El nombre y alguna de sus actuales funciones tienen un origen noble. En los tribunales del Imperio Romano había una verja llamada cancela que separaba a los funcionarios judiciales de los ciudadanos convocados para audiencia. La custodia de esa verja se encomendaba a un cancellarius o ujier.
El nombre pervivió, aunque el cancellarius pasó a ser un alto funcionario, asignándose al ujier otras funciones. El término canciller se mantuvo en la versión española de ese vocablo latino.
En la Edad Media los cancilleres custodiaban el sello real, y como parte de esa tarea les correspondía emitir multitud de documentos, lo que determinó que se comenzara a utilizar el nombre de canciller para referirse a los ministros de Asuntos Exteriores.
En algunos países se usa la palabra canciller para designar al primer ministro. Verbigracia, Alemania y Austria.
Al día de hoy, la figura del ujier se limita al ámbito parlamentario tanto nacional como autonómico.
Quizá para hacer honor a su noble origen, los ujieres, a pesar de pertenecer a la última escala de la administración, acreditan un alto grado de preparación, y el que no ostenta titulación universitaria posee conocimientos especializados en informática, siendo habitual que el resto de los funcionarios acudan a ellos para resolver los cotidianos problemas domésticos.
El ingreso en el cuerpo exige superar los ejercicios más duros proporcionalmente de los establecidos en la Administración que sirve de soporte técnico al poder legislativo.
Son estoicos en el cumplimiento de sus funciones, y esta cualidad quizá está en el origen de aquella anécdota protagonizada por un joven diputado que, al elogiar los excelentes discursos que se oían en las Cortes, fue contestado por Francisco Silvela en los siguientes términos: “Lástima que tenga víctimas obligadas”. Al ser preguntado por las víctimas, Silvela contestó: “Los maceros (ujieres), que están obligados a oírlo todo sin pestañear”.
Siguen conservando la función que determinó su creación en la medida en que custodian la puerta de acceso a las salas en las que se celebran las sesiones parlamentarias, impidiendo la entrada y salida de los diputados desde el mismo momento en que el Presidente pronuncia las palabras “Comienza la votación”.
Actúan también como agentes notificadores, asisten a los diputados y al resto de los funcionarios e informan y encauzan al ciudadano que se acerca a la administración parlamentaria.

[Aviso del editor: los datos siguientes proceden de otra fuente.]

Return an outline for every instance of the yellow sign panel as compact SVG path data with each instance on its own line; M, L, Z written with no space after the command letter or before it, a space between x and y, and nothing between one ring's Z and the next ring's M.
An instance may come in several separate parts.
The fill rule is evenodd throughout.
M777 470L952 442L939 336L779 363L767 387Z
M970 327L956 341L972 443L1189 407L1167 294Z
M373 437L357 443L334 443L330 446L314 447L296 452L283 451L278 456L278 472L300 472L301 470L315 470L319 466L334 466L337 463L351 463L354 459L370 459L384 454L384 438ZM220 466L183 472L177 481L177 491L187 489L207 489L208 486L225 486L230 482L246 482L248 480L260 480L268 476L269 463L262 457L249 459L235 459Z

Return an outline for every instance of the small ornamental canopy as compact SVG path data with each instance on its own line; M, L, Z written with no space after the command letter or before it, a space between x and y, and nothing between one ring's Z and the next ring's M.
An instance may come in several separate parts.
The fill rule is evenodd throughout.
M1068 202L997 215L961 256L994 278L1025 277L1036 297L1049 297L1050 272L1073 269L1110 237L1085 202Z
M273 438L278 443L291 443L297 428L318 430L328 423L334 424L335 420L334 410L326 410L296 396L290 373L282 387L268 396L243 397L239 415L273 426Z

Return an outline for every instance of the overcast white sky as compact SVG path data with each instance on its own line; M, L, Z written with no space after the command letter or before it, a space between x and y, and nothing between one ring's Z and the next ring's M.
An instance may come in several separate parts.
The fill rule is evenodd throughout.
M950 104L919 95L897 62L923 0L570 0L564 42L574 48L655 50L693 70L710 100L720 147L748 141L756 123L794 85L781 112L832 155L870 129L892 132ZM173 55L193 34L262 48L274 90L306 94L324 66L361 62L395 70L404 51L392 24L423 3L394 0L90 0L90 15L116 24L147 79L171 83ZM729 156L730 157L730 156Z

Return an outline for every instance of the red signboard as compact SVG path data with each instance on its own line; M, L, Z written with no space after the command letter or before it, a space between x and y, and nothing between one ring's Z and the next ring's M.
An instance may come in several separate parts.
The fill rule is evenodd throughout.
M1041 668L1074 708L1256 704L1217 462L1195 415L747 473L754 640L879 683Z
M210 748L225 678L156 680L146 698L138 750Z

Pero además de esos deberes “formales”, desempeñan otro muy importante, quizá como réplica a ese papel de víctimas que les otorgaba Silvela, que más que un deber ha llegado a alcanzar la categoría de derecho. Se trata de una función desconocida para la ciudadanía pero consustancial a su condición de observadores impenitentes de la actividad parlamentaria.
Los diputados lo son porque han obtenido el beneplácito de los ciudadanos manifestado a través del voto. Los funcionarios que prestan asistencia técnica directa a los distintos órganos de la Cámara (y también el resto, obviamente) lo son porque han superado un proceso selectivo de concurrencia competitiva.
Ambos gozan de la misma legitimidad democrática. Ambos han superado las pruebas que el sistema democrático ha establecido para conseguir la excelencia, pero dentro de la institución parlamentaria unos y otros deben superar el examen de los ujieres, el examen de esos funcionarios que desde su observatorio silencioso pero exigente otorgan su calificación inexorable, con la que casi siempre aciertan.
Sus sentencias, como las del Tribunal de las Aguas de Valencia, son inapelables y crean jurisprudencia. Su diagnóstico de muy buenos, buenos, malos y pésimos, construido a partir de su experiencia y de su ojo clínico, marca internamente la carrera de los afectados y tiene mal tratamiento al admitir poco margen de mejora.